Identificações codificadas
Ao longo das 2500 páginas o documento não só contém os nomes das vítimas, mas também daqueles que violaram os direitos humanos entre 25 de Abril de 1974 e 25 de Outubro de 1999.
As identificações são secretas, apenas o presidente da República de Timor-leste, Xanana Gusmão, que recebeu o relatório em Outubro passado, tem na mão a chave para a descodificação.
No relatório consta ainda uma lista de actos condenáveis verificados que vão desde execuções colectivas a deslocações forçadas da população civil, passando por actos de tortura, violações e abusos de crianças.

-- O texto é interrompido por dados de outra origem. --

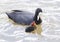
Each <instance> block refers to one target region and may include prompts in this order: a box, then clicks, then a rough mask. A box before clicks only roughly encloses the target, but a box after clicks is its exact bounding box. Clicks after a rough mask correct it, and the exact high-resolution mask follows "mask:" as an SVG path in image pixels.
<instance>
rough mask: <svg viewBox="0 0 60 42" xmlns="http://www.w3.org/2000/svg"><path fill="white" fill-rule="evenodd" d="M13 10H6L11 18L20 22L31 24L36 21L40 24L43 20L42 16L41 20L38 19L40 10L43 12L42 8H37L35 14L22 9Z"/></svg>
mask: <svg viewBox="0 0 60 42" xmlns="http://www.w3.org/2000/svg"><path fill="white" fill-rule="evenodd" d="M12 11H13V12H11V13H8V12H6V14H7V15H8V17H9V18H10V19H11V20H13V21H14V22H16V23H18V24H25V25H30V24H31V23H32V22H33V21H35V23H36V24H40V23H41V22H42V20H41V18H40V17H39V20H37V17H38V15H39V12H42V10H41V9H40V8H37V9H36V12H35V14H33V13H31V12H27V11H21V10H12Z"/></svg>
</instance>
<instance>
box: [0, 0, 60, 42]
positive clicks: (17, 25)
mask: <svg viewBox="0 0 60 42" xmlns="http://www.w3.org/2000/svg"><path fill="white" fill-rule="evenodd" d="M38 7H39V8H42V10H43V13H42V14H40V16H41V18H42V20H43V22H42V29H43V32H42V36H39V35H36V34H28V33H25V28H26V26H20V25H14V24H12V22H10V21H9V18H8V16H7V15H6V14H5V12H8V11H11V10H14V9H17V10H24V11H29V12H32V13H34V12H35V10H36V8H38ZM59 14H60V1H59V0H5V1H4V2H3V0H2V1H1V0H0V42H60V15H59ZM38 38H39V39H38Z"/></svg>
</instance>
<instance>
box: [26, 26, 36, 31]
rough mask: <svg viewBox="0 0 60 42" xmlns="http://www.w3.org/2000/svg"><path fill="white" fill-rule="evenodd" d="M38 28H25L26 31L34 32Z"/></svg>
mask: <svg viewBox="0 0 60 42" xmlns="http://www.w3.org/2000/svg"><path fill="white" fill-rule="evenodd" d="M35 29H36V28H34V27H33V26H30V27H27V29H26V30H25V32H32V31H34V30H35Z"/></svg>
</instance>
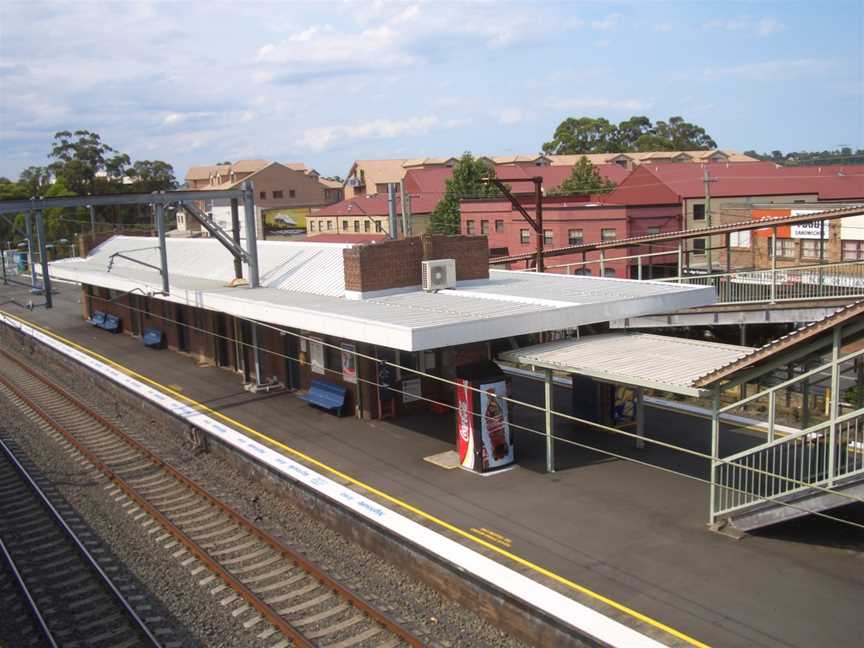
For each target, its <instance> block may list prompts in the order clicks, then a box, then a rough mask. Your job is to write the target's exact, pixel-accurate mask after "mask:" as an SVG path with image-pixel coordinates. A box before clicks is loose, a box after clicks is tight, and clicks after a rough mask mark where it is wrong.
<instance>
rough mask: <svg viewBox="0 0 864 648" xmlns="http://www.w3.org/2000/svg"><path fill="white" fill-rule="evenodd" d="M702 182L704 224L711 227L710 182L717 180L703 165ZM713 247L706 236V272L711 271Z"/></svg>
mask: <svg viewBox="0 0 864 648" xmlns="http://www.w3.org/2000/svg"><path fill="white" fill-rule="evenodd" d="M702 182H703V183H704V184H705V226H706V227H709V228H710V227H711V183H712V182H717V179H716V178H712V177H711V176H710V175H708V167H703V175H702ZM713 247H714V243H713V241H712V240H711V236H710V235H709V236H708V239H707V240H706V241H705V262H706V265H707V266H708V274H709V275H710V274H711V271H712V263H711V261H712V259H711V256H712V253H711V248H713Z"/></svg>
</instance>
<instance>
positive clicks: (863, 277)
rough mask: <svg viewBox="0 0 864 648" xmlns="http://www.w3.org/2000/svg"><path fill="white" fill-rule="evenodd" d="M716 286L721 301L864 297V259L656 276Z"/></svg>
mask: <svg viewBox="0 0 864 648" xmlns="http://www.w3.org/2000/svg"><path fill="white" fill-rule="evenodd" d="M656 281H666V282H675V283H685V284H689V285H695V286H713V287H714V289H715V291H716V293H717V303H718V304H748V303H756V302H766V301H767V302H780V301H794V300H805V299H820V298H831V297H860V296H864V261H844V262H841V263H826V264H824V265H811V266H798V267H794V268H777V269H776V270H747V271H744V272H728V273H724V274H714V275H695V276H689V277H671V278H664V279H657V280H656Z"/></svg>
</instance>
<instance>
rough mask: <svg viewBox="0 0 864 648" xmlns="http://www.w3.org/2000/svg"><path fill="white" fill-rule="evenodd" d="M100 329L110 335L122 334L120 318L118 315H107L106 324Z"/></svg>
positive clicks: (105, 320)
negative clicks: (117, 315)
mask: <svg viewBox="0 0 864 648" xmlns="http://www.w3.org/2000/svg"><path fill="white" fill-rule="evenodd" d="M99 326H100V328H103V329H105V330H106V331H108V332H109V333H119V332H120V318H119V317H117V316H116V315H106V316H105V322H104V323H102V324H101V325H99Z"/></svg>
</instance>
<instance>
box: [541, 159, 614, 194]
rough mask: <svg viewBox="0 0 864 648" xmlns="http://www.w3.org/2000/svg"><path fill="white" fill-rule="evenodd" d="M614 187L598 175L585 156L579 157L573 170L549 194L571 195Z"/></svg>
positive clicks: (591, 191) (549, 192)
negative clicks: (566, 177)
mask: <svg viewBox="0 0 864 648" xmlns="http://www.w3.org/2000/svg"><path fill="white" fill-rule="evenodd" d="M614 188H615V183H614V182H612V181H611V180H607V179H606V178H604V177H603V176H601V175H600V172H599V171H597V167H595V166H594V165H593V164H591V162H590V161H589V160H588V158H586V157H585V156H582V157H581V158H579V161H578V162H577V163H576V164H575V165H574V167H573V171H571V172H570V175H569V176H567V178H565V179H564V182H562V183H561V184H560V185H558V186H557V187H555V188H554V189H552V190H551V191H550V192H549V195H551V196H573V195H576V194H598V193H608V192H610V191H612V190H613V189H614Z"/></svg>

O documento diz que estes actos não foram praticados apenas por forças indonésias. O partido que ocupa o poder, a FRETILIN, Frente Revolucionária de Timor-leste Independente, e a oposição, a UDT - União Democrática de Timor, também poderão estar envolvidos nestes ataques.
O relatório refere por exemplo o massacre de 160 guerrilheiros da FRETILIN e familiares, ocorrido em Setembro de 1981 nas encostas do Monte Aitana, entre os distritos de Manatuto e Viqueque, a sudeste de Díli.
Sobre os acontecimentos de 1999, quando se realizou a consulta popular sobre a independência patrocinada pela ONU, o documento conclui que a violência não resultou de acções descontroladas nem de actos individuais de militares indonésios, mas de uma estratégia calculada pelas altas patentes.
Divulgação polémica
A divulgação deste relatório tem sido muito polémica e tem marcado a agenda política em Díli, com a liderança política timorense solidariamente favorável à não divulgação imediata do conteúdo.
As organizações de direitos e a hierarquia católica timorense pressionam em sentido contrário para que as violações cometidas durante a ocupação venham ao conhecimento público.
O relatório é fruto de um trabalho feito no terreno realizado ao longo de 18 meses, onde foram realizadas mais de 1500 acções de reconciliação comunitária, com vítimas e violadores frente-a-frente.
«Chega» é o nome do documento, expressão que representa um alerta às consciências para que tudo o que se passou nunca mais se volte a repetir.